Beals v. Cameron
This text of 3 How. Pr. 414 (Beals v. Cameron) is published on Counsel Stack Legal Research, covering New York Supreme Court primary law. Counsel Stack provides free access to over 12 million legal documents including statutes, case law, regulations, and constitutions.
Opinion
Admitting that the pendency of the first suit at the time of the commencement of the second, would be a defence to the latter, I think, upon the plea or answer of the Defendant, showing the pendency of the first suit, it was competent for the Plaintiff to discontinue the first suit, and a replication of such discontinuance is a good [416]*416answer to the plea. The question is whether the reply was in fact true at the time it was made or put in. If at that time the first suit was legally discontinued, there was but one suit then depending, and consequently the reply was substantially true.
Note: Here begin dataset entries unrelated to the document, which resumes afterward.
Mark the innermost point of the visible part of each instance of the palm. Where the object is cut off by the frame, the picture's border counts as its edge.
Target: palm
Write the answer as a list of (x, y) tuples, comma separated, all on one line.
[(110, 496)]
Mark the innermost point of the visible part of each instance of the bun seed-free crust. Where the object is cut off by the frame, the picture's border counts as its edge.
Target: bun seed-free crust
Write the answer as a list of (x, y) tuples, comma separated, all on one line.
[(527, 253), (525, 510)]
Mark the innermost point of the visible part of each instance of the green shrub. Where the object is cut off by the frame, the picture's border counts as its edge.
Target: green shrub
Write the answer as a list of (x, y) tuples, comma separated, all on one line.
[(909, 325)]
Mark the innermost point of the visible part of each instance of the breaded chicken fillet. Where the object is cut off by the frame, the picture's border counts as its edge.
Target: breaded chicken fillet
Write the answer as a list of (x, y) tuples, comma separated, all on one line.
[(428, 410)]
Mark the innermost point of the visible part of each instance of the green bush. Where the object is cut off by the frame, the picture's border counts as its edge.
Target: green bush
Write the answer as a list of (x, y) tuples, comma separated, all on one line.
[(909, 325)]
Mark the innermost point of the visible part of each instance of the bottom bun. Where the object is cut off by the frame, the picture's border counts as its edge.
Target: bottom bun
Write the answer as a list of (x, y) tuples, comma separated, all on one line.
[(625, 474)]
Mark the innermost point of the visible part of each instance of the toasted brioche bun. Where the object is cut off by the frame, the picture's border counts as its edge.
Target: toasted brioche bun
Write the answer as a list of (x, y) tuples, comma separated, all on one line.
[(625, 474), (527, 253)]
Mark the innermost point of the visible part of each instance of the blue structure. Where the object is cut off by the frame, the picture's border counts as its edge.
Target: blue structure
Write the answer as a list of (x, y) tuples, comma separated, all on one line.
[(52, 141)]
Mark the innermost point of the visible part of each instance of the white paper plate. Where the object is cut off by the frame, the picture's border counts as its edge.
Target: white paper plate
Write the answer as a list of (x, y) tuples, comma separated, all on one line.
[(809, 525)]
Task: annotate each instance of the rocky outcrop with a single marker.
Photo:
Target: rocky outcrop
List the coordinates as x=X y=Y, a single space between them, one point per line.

Mo question was made upon the trial whether the first suit was legally discontinued. It was admitted- by the Defendant's counsel, that the manner of discontinuance was by entering a rule to discontinue, and paying the Defendant’s costs in the first suit. Such was the practice under the late system, where the Defendant pleaded in abatement the pendency of a former suit for the same cause of action. (4 Hill’s B. 167; 1 Barn. & Cress. 649; 1 J. 0. 398.)
The defence set up in the answer does not go to the merits of the action, and I can see no good reason why the former practice should not apply in this respect. Judgment is therefore ordered in favor of the Plaintiff against the Defendant for the amount claimed in the complaint.